Conversations on Europe."From Communists to Foreign Capitalists: The Social Foundations of Foreign Direct Investment in Postsocialist Europe."


February 05, 2009 - February 05, 2009
04:00 PM - 05:30 PM, 1636 II/SSWB, 1080 S. University

Host Department: CESEUC

Nina Bandelj, assistant professor, Department of Sociology, University of California, Irvine. Sponsored by the Center for European Studies-European Union Center, Center for Russian and East European Studies, and Weiser Center for Emerging Democracies.

Further Information

The talk is based on Nina Bandelj’s recent book which explores the intersections of two momentous changes in the late 20th century: the fall of communism and the rise of globalization. Delving into the economic change that accompanied these shifts in eleven countries of Central and Eastern Europe, Bandelj presents a pioneering sociological treatment of the process of foreign direct investment. Macro level analyses demonstrate that postsocialist states do not withdraw to create an open market economy but actively play a role in institutionalizing FDI as a development strategy. Organizational case studies show how both investors and hosts rely on social networks, institutions, politics, and cultural understandings to make decisions about investment, employing practical rather than rational economic strategies to deal with the true uncertainty that plagues the postsocialist environment.

SHORT BIOGRAPHY
Nina Bandelj is assistant professor of sociology and faculty associate at the Center for the Study of Democracy, University of California, Irvine.
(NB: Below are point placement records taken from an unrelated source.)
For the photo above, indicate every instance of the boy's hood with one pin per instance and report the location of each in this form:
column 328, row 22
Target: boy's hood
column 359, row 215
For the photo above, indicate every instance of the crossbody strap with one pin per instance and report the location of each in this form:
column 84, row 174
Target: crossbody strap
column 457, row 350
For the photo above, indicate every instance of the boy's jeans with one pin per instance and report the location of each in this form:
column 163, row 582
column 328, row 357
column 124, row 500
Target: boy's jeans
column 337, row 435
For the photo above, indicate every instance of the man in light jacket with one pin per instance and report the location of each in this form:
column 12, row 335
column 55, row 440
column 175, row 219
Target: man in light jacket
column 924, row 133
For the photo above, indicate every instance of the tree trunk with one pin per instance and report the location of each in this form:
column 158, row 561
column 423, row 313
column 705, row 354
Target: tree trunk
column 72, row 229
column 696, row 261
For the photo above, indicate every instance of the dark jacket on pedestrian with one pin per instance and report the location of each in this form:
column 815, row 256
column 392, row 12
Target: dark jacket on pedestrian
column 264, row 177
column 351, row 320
Originally from Slovenia, Bandelj completed her Ph.D. at Princeton University and received the Martin Seymour Lipset Dissertation Award from the Society for Comparative Research. She held a Fellowship at the Max Planck Institute for the Study of Society and was Jean Monnet Fellow at the European University Institute. Her research in economic sociology, culture, organizations, and social change is forthcoming or has been published in American Sociological Review, Social Forces, Socio-Economic Review, Sociological Forum, International Journal of Comparative Sociology and East European Politics and Societies, among others. She is the author of From Communists to Foreign Capitalists (Princeton University Press, 2008) and editor of Economic Sociology of Work (Emerald, forthcoming). Bandelj serves as Co-Chair of RC09 Social Transformations and Sociology of Development of the International Sociological Association and as Council Member of the Economic Sociology Section of the American Sociological Association.